Squaring the height accounts for the fact that body volume — and therefore mass — scales in three dimensions while height is one-dimensional. Dividing weight by height alone would systematically make taller people look heavier relative to their actual build. Using height² produces a dimensionally consistent ratio (kg/m²) that is roughly comparable across people of different statures and was the empirical relationship Adolphe Quetelet found best fit population data in the 19th century, which is why BMI is also called the Quetelet Index. More recent work (such as Trefethen's BMI) has proposed exponents closer to 2.5 because the square slightly under-corrects for very tall people and over-corrects for very short ones. For everyday screening, however, the square remains the global standard and the small bias does not change clinical categorisation in most adults.

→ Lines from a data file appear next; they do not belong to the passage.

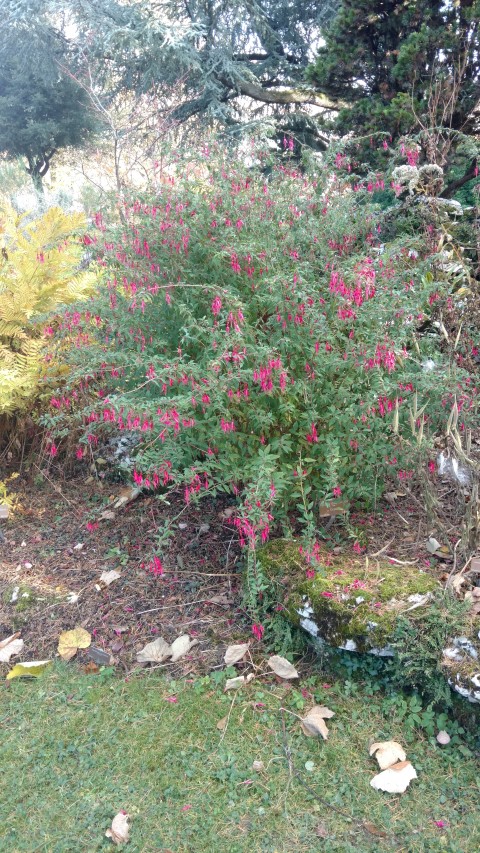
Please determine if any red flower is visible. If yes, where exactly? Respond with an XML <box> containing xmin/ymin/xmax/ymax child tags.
<box><xmin>252</xmin><ymin>625</ymin><xmax>265</xmax><ymax>640</ymax></box>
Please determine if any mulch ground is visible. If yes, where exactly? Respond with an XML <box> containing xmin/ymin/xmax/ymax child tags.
<box><xmin>0</xmin><ymin>462</ymin><xmax>476</xmax><ymax>676</ymax></box>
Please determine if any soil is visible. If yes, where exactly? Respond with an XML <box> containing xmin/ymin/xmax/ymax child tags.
<box><xmin>0</xmin><ymin>462</ymin><xmax>475</xmax><ymax>676</ymax></box>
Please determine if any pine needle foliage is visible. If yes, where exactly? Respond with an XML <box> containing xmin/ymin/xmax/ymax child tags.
<box><xmin>0</xmin><ymin>202</ymin><xmax>95</xmax><ymax>416</ymax></box>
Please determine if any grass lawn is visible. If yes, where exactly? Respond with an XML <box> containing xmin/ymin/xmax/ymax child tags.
<box><xmin>0</xmin><ymin>664</ymin><xmax>480</xmax><ymax>853</ymax></box>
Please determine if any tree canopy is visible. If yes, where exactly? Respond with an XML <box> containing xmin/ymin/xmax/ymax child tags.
<box><xmin>307</xmin><ymin>0</ymin><xmax>480</xmax><ymax>183</ymax></box>
<box><xmin>0</xmin><ymin>5</ymin><xmax>96</xmax><ymax>190</ymax></box>
<box><xmin>66</xmin><ymin>0</ymin><xmax>337</xmax><ymax>143</ymax></box>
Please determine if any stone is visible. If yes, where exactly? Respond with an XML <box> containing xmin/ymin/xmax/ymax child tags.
<box><xmin>258</xmin><ymin>539</ymin><xmax>480</xmax><ymax>703</ymax></box>
<box><xmin>259</xmin><ymin>540</ymin><xmax>439</xmax><ymax>657</ymax></box>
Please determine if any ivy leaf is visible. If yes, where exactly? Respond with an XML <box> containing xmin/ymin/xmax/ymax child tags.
<box><xmin>301</xmin><ymin>705</ymin><xmax>335</xmax><ymax>740</ymax></box>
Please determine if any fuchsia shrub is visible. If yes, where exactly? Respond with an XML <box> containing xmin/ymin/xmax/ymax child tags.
<box><xmin>46</xmin><ymin>146</ymin><xmax>473</xmax><ymax>548</ymax></box>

When is BMI not an accurate indicator of body fat?
BMI cannot distinguish fat mass from lean mass, so it routinely misclassifies highly muscular individuals — bodybuilders, rugby players, sprinters — as overweight or obese despite very low body-fat percentages. Conversely, older adults who have lost muscle (sarcopenia) may sit inside the 'normal' band while carrying an unhealthy proportion of body fat, a pattern sometimes called 'normal-weight obesity'. BMI is also unreliable for pregnant women, people with significant oedema or ascites, those who have undergone limb amputation, and patients with extreme heights at the tails of the distribution. In children and adolescents you should use age- and sex-specific BMI percentiles, not the adult cut-offs. When BMI gives a confusing result, follow up with waist circumference, waist-to-height ratio, DEXA, or a clinical assessment rather than acting on the number alone.

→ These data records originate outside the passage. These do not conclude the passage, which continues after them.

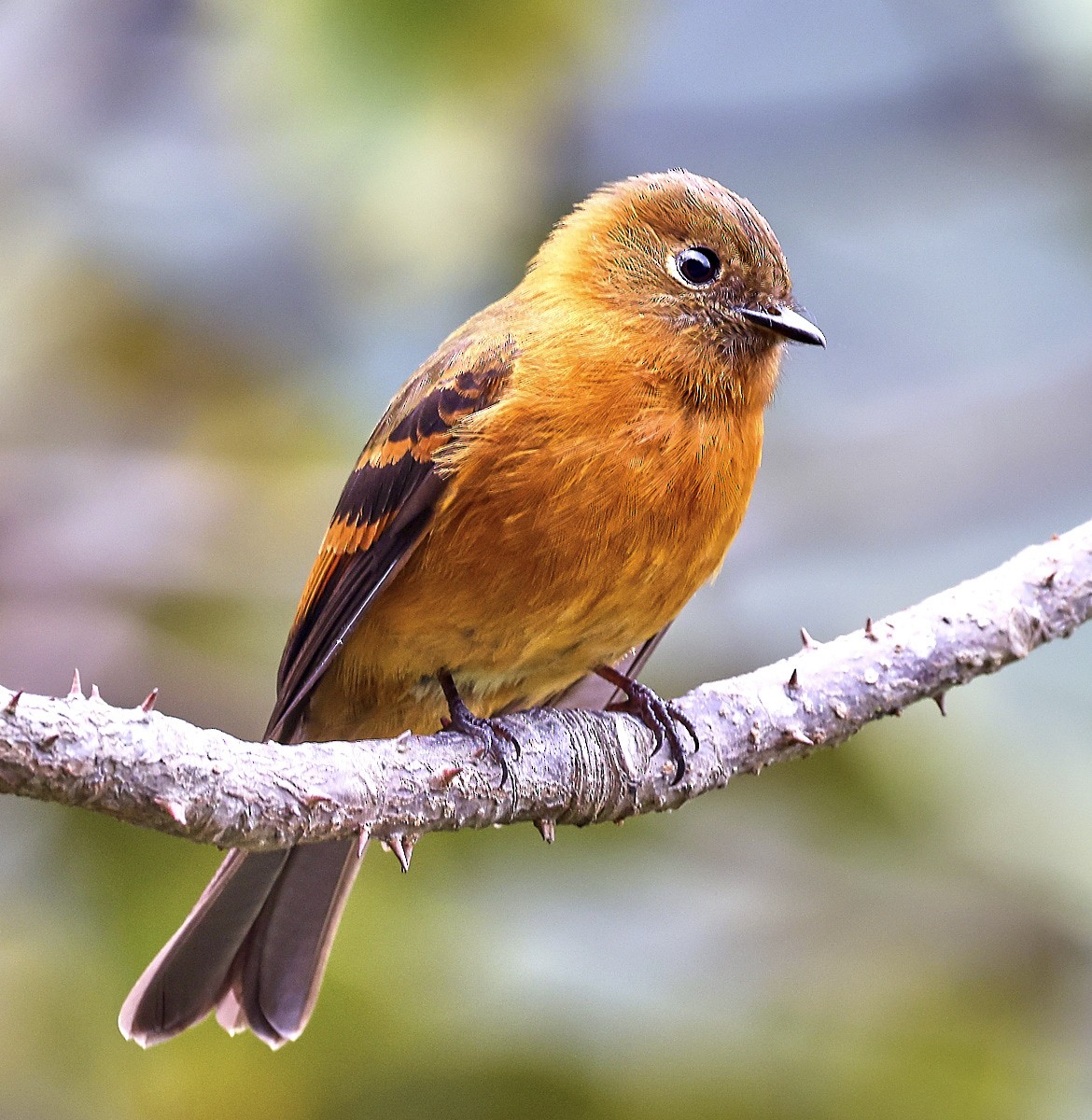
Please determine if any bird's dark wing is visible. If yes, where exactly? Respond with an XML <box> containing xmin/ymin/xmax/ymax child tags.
<box><xmin>265</xmin><ymin>338</ymin><xmax>516</xmax><ymax>741</ymax></box>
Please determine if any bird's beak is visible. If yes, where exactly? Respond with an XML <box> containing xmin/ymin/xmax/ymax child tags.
<box><xmin>735</xmin><ymin>307</ymin><xmax>827</xmax><ymax>346</ymax></box>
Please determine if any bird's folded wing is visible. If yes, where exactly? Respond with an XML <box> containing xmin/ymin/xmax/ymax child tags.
<box><xmin>265</xmin><ymin>338</ymin><xmax>516</xmax><ymax>741</ymax></box>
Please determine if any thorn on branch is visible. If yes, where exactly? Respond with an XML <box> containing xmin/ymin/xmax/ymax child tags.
<box><xmin>386</xmin><ymin>833</ymin><xmax>416</xmax><ymax>875</ymax></box>
<box><xmin>153</xmin><ymin>797</ymin><xmax>186</xmax><ymax>825</ymax></box>
<box><xmin>432</xmin><ymin>766</ymin><xmax>463</xmax><ymax>790</ymax></box>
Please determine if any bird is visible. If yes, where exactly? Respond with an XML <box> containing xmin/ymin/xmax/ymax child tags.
<box><xmin>119</xmin><ymin>169</ymin><xmax>825</xmax><ymax>1048</ymax></box>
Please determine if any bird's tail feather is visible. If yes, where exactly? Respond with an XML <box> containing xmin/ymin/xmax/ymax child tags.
<box><xmin>118</xmin><ymin>839</ymin><xmax>363</xmax><ymax>1047</ymax></box>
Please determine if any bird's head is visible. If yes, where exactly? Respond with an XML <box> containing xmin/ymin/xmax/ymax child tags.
<box><xmin>527</xmin><ymin>170</ymin><xmax>825</xmax><ymax>414</ymax></box>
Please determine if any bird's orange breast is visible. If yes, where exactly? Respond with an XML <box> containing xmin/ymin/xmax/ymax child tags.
<box><xmin>308</xmin><ymin>331</ymin><xmax>763</xmax><ymax>738</ymax></box>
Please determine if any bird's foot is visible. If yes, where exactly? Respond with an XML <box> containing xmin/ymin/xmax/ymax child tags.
<box><xmin>437</xmin><ymin>670</ymin><xmax>521</xmax><ymax>793</ymax></box>
<box><xmin>595</xmin><ymin>665</ymin><xmax>698</xmax><ymax>785</ymax></box>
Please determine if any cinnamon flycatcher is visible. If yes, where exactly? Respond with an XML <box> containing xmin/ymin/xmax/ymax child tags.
<box><xmin>119</xmin><ymin>170</ymin><xmax>824</xmax><ymax>1047</ymax></box>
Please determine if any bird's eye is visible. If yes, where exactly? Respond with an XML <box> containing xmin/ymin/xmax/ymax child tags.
<box><xmin>674</xmin><ymin>245</ymin><xmax>721</xmax><ymax>287</ymax></box>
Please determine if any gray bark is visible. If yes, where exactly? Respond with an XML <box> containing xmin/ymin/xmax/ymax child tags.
<box><xmin>0</xmin><ymin>522</ymin><xmax>1092</xmax><ymax>851</ymax></box>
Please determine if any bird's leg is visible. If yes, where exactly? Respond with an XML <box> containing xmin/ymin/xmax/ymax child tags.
<box><xmin>436</xmin><ymin>668</ymin><xmax>520</xmax><ymax>795</ymax></box>
<box><xmin>595</xmin><ymin>665</ymin><xmax>698</xmax><ymax>785</ymax></box>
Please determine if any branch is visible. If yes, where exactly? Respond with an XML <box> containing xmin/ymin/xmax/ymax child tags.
<box><xmin>0</xmin><ymin>521</ymin><xmax>1092</xmax><ymax>851</ymax></box>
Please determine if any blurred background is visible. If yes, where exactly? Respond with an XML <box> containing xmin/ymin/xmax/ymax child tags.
<box><xmin>0</xmin><ymin>0</ymin><xmax>1092</xmax><ymax>1120</ymax></box>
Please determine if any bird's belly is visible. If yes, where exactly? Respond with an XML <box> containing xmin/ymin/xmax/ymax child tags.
<box><xmin>320</xmin><ymin>407</ymin><xmax>761</xmax><ymax>737</ymax></box>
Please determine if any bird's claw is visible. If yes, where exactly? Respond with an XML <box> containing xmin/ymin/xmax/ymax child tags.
<box><xmin>610</xmin><ymin>674</ymin><xmax>698</xmax><ymax>785</ymax></box>
<box><xmin>441</xmin><ymin>673</ymin><xmax>522</xmax><ymax>793</ymax></box>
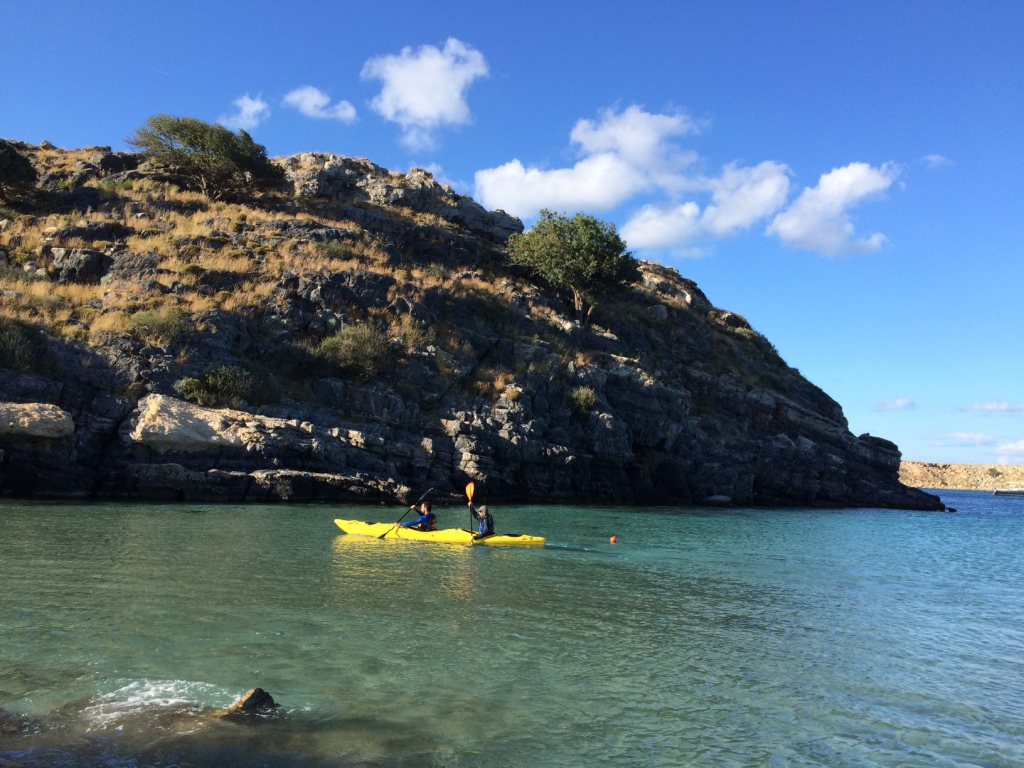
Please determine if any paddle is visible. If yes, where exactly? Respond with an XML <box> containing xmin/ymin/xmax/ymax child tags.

What are the most common mistakes when calculating BMI?
The single most common mistake is mixing units — entering weight in pounds with height in inches into a metric formula, or forgetting to convert centimetres to metres before squaring, both of which produce results off by factors of two to ten. Another frequent error is rounding height too aggressively (e.g. typing 170 when you are actually 173 cm) which shifts the result by 0.5–1 kg/m² near category borders. People also weigh themselves in heavy clothes, just after a large meal or while well-hydrated and treat the number as their 'true' weight; for tracking, weigh fasted in the morning under consistent conditions. Acting on a single borderline result is another pitfall — BMI naturally fluctuates a unit or so week to week, so trend over weeks matters more than any one reading. Finally, do not apply adult cut-offs to children, adolescents, athletes or the elderly without adjustment; the resulting classification is often misleading.
When should I not use this BMI calculator?

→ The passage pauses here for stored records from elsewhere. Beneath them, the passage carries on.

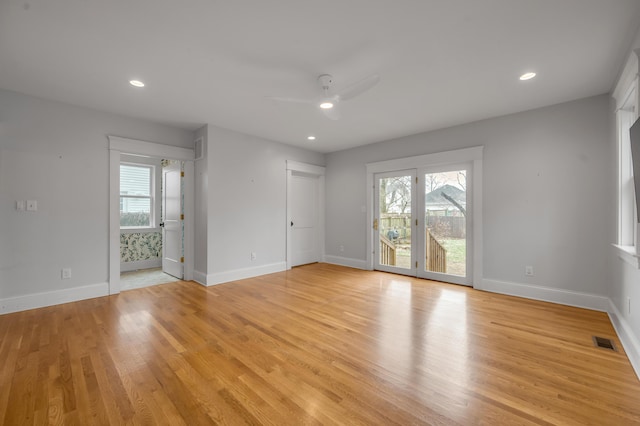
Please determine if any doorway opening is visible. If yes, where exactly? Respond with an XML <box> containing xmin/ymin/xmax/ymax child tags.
<box><xmin>120</xmin><ymin>158</ymin><xmax>184</xmax><ymax>290</ymax></box>
<box><xmin>109</xmin><ymin>136</ymin><xmax>194</xmax><ymax>294</ymax></box>
<box><xmin>367</xmin><ymin>147</ymin><xmax>482</xmax><ymax>286</ymax></box>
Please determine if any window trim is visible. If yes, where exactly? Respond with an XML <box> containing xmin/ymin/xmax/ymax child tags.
<box><xmin>612</xmin><ymin>50</ymin><xmax>640</xmax><ymax>269</ymax></box>
<box><xmin>118</xmin><ymin>155</ymin><xmax>161</xmax><ymax>233</ymax></box>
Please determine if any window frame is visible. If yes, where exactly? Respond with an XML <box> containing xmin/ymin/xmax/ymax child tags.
<box><xmin>613</xmin><ymin>52</ymin><xmax>640</xmax><ymax>269</ymax></box>
<box><xmin>118</xmin><ymin>156</ymin><xmax>160</xmax><ymax>233</ymax></box>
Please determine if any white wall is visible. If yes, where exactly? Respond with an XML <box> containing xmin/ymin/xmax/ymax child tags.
<box><xmin>0</xmin><ymin>91</ymin><xmax>193</xmax><ymax>306</ymax></box>
<box><xmin>326</xmin><ymin>95</ymin><xmax>615</xmax><ymax>304</ymax></box>
<box><xmin>198</xmin><ymin>125</ymin><xmax>324</xmax><ymax>284</ymax></box>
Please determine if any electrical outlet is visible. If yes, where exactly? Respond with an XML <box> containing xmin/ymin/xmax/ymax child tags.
<box><xmin>62</xmin><ymin>268</ymin><xmax>71</xmax><ymax>280</ymax></box>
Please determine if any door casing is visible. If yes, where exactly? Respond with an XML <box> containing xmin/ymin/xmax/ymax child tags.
<box><xmin>108</xmin><ymin>135</ymin><xmax>195</xmax><ymax>294</ymax></box>
<box><xmin>285</xmin><ymin>160</ymin><xmax>325</xmax><ymax>269</ymax></box>
<box><xmin>366</xmin><ymin>146</ymin><xmax>484</xmax><ymax>289</ymax></box>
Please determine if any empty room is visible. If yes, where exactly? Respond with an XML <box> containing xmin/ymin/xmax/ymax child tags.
<box><xmin>0</xmin><ymin>0</ymin><xmax>640</xmax><ymax>425</ymax></box>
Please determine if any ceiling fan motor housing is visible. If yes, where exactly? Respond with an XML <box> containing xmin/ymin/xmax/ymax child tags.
<box><xmin>318</xmin><ymin>74</ymin><xmax>333</xmax><ymax>90</ymax></box>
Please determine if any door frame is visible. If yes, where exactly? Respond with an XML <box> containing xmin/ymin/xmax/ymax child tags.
<box><xmin>417</xmin><ymin>161</ymin><xmax>476</xmax><ymax>286</ymax></box>
<box><xmin>160</xmin><ymin>161</ymin><xmax>184</xmax><ymax>279</ymax></box>
<box><xmin>366</xmin><ymin>146</ymin><xmax>484</xmax><ymax>288</ymax></box>
<box><xmin>107</xmin><ymin>135</ymin><xmax>195</xmax><ymax>294</ymax></box>
<box><xmin>285</xmin><ymin>160</ymin><xmax>325</xmax><ymax>269</ymax></box>
<box><xmin>371</xmin><ymin>169</ymin><xmax>420</xmax><ymax>277</ymax></box>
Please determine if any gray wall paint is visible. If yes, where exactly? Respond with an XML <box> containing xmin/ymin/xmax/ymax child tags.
<box><xmin>193</xmin><ymin>125</ymin><xmax>209</xmax><ymax>281</ymax></box>
<box><xmin>0</xmin><ymin>91</ymin><xmax>193</xmax><ymax>298</ymax></box>
<box><xmin>326</xmin><ymin>95</ymin><xmax>614</xmax><ymax>295</ymax></box>
<box><xmin>607</xmin><ymin>27</ymin><xmax>640</xmax><ymax>356</ymax></box>
<box><xmin>207</xmin><ymin>125</ymin><xmax>324</xmax><ymax>274</ymax></box>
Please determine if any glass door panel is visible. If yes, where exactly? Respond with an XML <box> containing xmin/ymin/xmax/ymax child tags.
<box><xmin>419</xmin><ymin>168</ymin><xmax>469</xmax><ymax>284</ymax></box>
<box><xmin>374</xmin><ymin>171</ymin><xmax>416</xmax><ymax>275</ymax></box>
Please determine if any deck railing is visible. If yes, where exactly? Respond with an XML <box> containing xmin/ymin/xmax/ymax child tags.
<box><xmin>380</xmin><ymin>235</ymin><xmax>396</xmax><ymax>266</ymax></box>
<box><xmin>426</xmin><ymin>228</ymin><xmax>447</xmax><ymax>273</ymax></box>
<box><xmin>380</xmin><ymin>228</ymin><xmax>447</xmax><ymax>273</ymax></box>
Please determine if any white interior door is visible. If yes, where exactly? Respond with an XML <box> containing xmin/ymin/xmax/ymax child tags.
<box><xmin>289</xmin><ymin>173</ymin><xmax>320</xmax><ymax>266</ymax></box>
<box><xmin>417</xmin><ymin>164</ymin><xmax>473</xmax><ymax>285</ymax></box>
<box><xmin>160</xmin><ymin>162</ymin><xmax>183</xmax><ymax>279</ymax></box>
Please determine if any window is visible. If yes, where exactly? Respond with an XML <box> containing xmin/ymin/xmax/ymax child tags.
<box><xmin>613</xmin><ymin>53</ymin><xmax>640</xmax><ymax>268</ymax></box>
<box><xmin>120</xmin><ymin>163</ymin><xmax>155</xmax><ymax>228</ymax></box>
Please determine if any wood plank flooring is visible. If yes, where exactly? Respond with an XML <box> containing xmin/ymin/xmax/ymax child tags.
<box><xmin>0</xmin><ymin>264</ymin><xmax>640</xmax><ymax>425</ymax></box>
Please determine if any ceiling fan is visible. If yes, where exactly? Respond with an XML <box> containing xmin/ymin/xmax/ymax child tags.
<box><xmin>268</xmin><ymin>74</ymin><xmax>380</xmax><ymax>120</ymax></box>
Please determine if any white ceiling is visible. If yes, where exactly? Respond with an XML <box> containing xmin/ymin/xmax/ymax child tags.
<box><xmin>0</xmin><ymin>0</ymin><xmax>640</xmax><ymax>152</ymax></box>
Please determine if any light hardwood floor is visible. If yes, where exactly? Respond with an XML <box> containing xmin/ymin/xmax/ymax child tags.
<box><xmin>0</xmin><ymin>264</ymin><xmax>640</xmax><ymax>425</ymax></box>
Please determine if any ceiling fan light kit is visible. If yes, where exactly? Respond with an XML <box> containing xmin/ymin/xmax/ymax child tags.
<box><xmin>270</xmin><ymin>74</ymin><xmax>380</xmax><ymax>120</ymax></box>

Do not use this calculator for children or adolescents under 18 — use age- and sex-specific BMI-for-age percentiles from the WHO or CDC growth charts instead, because adult cut-offs misclassify normal childhood growth as over- or under-weight. Avoid using it during pregnancy: weight gain in pregnancy is expected and pre-pregnancy BMI should be calculated separately by your maternity team. Bodybuilders, elite athletes and people with significant muscle mass should rely on body-fat percentage or DEXA rather than BMI, since they will frequently appear 'overweight' on BMI while having very low body fat. Patients with limb amputation, scoliosis, oedema, ascites or other conditions that distort weight or measured height need clinical adjustments rather than the standard formula. And if you are using BMI to make a treatment or medication decision — for example bariatric eligibility or dosing — defer to a clinician who can integrate body composition and comorbidities.